Mardi 5 janvier 2005

Quand je pense à l'England



Préambule hors sujet : j'ai ajouté une nouvelle page, mise à jour de temps en temps suivant l'humeur (lien dans la partie gauche)

Avant de te raconter mon voyage outre Manche, Toikimeli, je vais te parler de ce qu'est l'Angleterre pour moi. Bizarrement, c'est un pays que je ne connais presque pas.
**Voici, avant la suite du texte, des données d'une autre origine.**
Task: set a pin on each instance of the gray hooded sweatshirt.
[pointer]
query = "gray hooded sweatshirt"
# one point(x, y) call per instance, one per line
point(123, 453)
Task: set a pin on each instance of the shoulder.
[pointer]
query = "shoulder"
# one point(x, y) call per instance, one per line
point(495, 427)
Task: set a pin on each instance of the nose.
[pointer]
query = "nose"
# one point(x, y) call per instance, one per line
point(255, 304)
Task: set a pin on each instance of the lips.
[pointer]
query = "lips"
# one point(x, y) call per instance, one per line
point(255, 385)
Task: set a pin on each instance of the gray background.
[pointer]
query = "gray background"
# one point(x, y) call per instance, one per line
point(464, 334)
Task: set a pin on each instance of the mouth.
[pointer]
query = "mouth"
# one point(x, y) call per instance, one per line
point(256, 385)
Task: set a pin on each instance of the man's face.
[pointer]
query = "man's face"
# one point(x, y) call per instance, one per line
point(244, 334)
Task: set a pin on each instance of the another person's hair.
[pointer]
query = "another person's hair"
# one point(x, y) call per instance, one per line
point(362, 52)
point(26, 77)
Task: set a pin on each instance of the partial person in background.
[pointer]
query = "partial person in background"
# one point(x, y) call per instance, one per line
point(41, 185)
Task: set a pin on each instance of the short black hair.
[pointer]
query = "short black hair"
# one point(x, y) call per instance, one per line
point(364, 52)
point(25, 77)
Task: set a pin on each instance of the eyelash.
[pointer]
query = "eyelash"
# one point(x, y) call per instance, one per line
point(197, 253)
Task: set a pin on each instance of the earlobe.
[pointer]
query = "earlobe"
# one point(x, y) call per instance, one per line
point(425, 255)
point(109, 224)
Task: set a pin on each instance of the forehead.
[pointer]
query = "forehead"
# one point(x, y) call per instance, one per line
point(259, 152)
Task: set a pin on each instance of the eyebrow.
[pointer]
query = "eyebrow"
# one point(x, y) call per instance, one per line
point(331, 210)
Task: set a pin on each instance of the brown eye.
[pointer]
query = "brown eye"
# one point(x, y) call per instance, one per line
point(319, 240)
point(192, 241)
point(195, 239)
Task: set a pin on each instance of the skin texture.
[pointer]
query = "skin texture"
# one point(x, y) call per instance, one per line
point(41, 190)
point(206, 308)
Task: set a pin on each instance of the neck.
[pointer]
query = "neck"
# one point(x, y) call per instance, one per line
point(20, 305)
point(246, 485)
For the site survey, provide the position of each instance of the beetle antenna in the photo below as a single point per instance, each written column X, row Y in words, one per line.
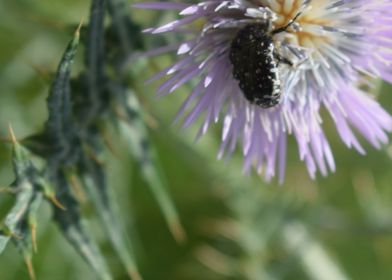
column 291, row 22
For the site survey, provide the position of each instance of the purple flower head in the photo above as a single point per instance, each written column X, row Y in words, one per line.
column 330, row 49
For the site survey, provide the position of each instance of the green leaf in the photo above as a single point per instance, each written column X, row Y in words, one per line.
column 94, row 181
column 141, row 149
column 73, row 228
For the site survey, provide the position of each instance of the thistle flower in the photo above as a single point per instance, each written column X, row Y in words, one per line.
column 333, row 48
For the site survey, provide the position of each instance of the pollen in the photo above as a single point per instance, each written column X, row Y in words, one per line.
column 310, row 33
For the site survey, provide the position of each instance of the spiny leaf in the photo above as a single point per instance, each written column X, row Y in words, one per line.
column 59, row 100
column 70, row 223
column 94, row 182
column 95, row 62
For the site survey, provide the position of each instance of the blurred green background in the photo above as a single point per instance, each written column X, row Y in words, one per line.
column 238, row 227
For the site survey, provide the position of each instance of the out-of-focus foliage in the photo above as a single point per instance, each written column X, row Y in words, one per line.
column 116, row 141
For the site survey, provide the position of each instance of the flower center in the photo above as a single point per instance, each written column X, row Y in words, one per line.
column 309, row 21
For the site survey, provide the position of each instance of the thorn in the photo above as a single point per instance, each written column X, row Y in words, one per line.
column 6, row 190
column 30, row 267
column 57, row 203
column 77, row 33
column 11, row 131
column 178, row 232
column 134, row 274
column 33, row 228
column 77, row 189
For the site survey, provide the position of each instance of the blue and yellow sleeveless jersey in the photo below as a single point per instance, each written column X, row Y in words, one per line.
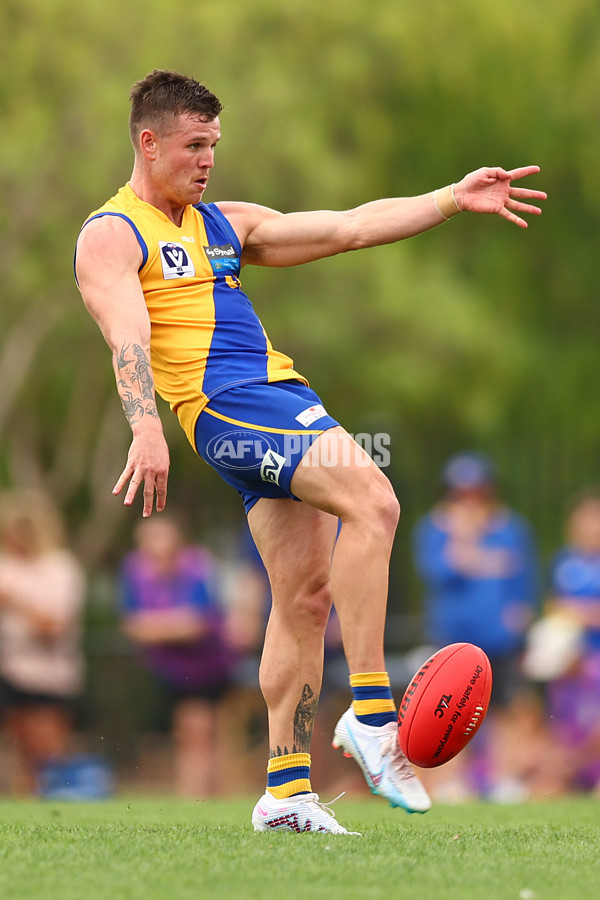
column 206, row 336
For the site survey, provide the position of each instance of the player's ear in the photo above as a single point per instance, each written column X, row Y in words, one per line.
column 147, row 141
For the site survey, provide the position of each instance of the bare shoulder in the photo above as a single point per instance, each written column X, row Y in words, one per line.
column 245, row 217
column 111, row 239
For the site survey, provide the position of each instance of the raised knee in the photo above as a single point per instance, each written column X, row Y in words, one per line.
column 313, row 604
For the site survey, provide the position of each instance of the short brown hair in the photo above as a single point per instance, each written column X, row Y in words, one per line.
column 162, row 95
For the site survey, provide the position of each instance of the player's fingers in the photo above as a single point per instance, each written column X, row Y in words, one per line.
column 132, row 489
column 523, row 171
column 511, row 217
column 123, row 479
column 148, row 500
column 161, row 494
column 528, row 193
column 516, row 206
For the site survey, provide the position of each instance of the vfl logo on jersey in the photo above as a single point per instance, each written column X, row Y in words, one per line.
column 175, row 260
column 271, row 466
column 223, row 259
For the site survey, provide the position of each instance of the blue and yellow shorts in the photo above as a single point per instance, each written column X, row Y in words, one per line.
column 255, row 435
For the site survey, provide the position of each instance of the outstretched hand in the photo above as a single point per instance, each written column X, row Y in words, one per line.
column 147, row 464
column 490, row 190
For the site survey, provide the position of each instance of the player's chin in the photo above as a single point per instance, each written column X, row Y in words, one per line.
column 199, row 188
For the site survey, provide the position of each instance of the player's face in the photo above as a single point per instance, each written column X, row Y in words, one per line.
column 184, row 158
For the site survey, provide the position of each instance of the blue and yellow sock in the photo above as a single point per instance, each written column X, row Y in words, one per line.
column 372, row 702
column 288, row 775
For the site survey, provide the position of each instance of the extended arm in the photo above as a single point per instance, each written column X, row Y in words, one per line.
column 108, row 258
column 270, row 238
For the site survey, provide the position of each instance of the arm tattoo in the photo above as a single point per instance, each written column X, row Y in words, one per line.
column 135, row 371
column 142, row 369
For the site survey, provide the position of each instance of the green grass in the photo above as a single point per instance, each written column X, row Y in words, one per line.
column 173, row 850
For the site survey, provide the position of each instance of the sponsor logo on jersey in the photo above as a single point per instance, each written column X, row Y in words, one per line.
column 223, row 258
column 175, row 260
column 310, row 415
column 271, row 466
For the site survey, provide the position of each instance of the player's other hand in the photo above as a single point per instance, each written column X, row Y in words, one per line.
column 148, row 464
column 491, row 190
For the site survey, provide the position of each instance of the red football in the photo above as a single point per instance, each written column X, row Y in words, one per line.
column 444, row 704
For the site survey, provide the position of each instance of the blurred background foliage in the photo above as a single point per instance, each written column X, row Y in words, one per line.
column 476, row 335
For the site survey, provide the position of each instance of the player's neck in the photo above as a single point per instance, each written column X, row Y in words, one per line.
column 152, row 195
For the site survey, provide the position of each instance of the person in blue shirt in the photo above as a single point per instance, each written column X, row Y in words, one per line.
column 478, row 562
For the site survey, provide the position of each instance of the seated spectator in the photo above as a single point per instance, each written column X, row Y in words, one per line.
column 171, row 610
column 42, row 592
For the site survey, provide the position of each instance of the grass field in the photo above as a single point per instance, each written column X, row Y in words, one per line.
column 174, row 850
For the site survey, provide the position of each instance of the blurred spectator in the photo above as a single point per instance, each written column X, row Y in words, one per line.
column 573, row 692
column 477, row 559
column 42, row 591
column 171, row 610
column 249, row 613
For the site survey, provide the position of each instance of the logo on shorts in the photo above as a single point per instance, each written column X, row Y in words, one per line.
column 175, row 260
column 241, row 450
column 271, row 466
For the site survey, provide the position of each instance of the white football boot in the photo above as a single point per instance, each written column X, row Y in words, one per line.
column 388, row 772
column 304, row 812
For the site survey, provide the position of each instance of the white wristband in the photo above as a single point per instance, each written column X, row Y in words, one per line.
column 445, row 202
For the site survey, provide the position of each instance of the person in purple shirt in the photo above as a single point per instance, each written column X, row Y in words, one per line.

Dans les grands pays limitrophes (chipotons pas pour la Manche), c'est le pays que j'ai le moins visité.. avec l'Espagne, mais la différence majeure c'est que je parle anglais et pas espagnol. Avant cette fin d'année (enfin 2004), j'étais allé une seule fois en Angleterre lors d'un voyage scolaire, en seconde dans le cadre du jumelage du lycée de ma ville. Alors que je suis allé quatre fois aux Etats-Unis (dont trois grâce à LOJT).
Tout avait commencé forcément par une lettre, chacun écrivant à son correspondant, tu connais le principe. Le mien, Peter, avait un an (et demi?) de moins que moi. Nous avions reçu une lettre de lui très énigmatique. Les mots étaient en français mais ça ne voulait rien dire comme phrases. Et puis c'est la formule de politesse qui nous a donné la clef : on pouvait lire en mot à mot "see you soon". Du coup, nous avons repris toute la lettre en traduisant chaque mot par son équivalent immédiat en anglais et voila le "Je regarde avance" devenant "I look forward", c'est bien plus clair. Il avait bien écrit sa lettre en anglais puis pris un dictionnaire et changé un à un les mots. Comme si ça fonctionnait comme ça...
J'ai un souvenir assez précis de certaines parties de mon voyage là bas, notamment de la date car c'était le week-end du changement d'heure printanier et on s'était demandé si ça avait aussi une incidence sur l'heure là bas. Je me rappelle aussi le ferry, avec la traversée et les gamins qui regardent avec envie les machines à sous.
Arrivés plus tard vers Cambridge, je suis accueilli par la famille de Peter. Ca fait très bizarre de voir que ce garçon de douze ans fait plus de quatre-vingts kilos. Mon père me demande au téléphone "T'es sûr que c'est pas en livres??" "Non non Papa c'est en kilos". Plus vieux, plus grand, plus fin, tu m'étonnes que Peter me trouve doué en sport!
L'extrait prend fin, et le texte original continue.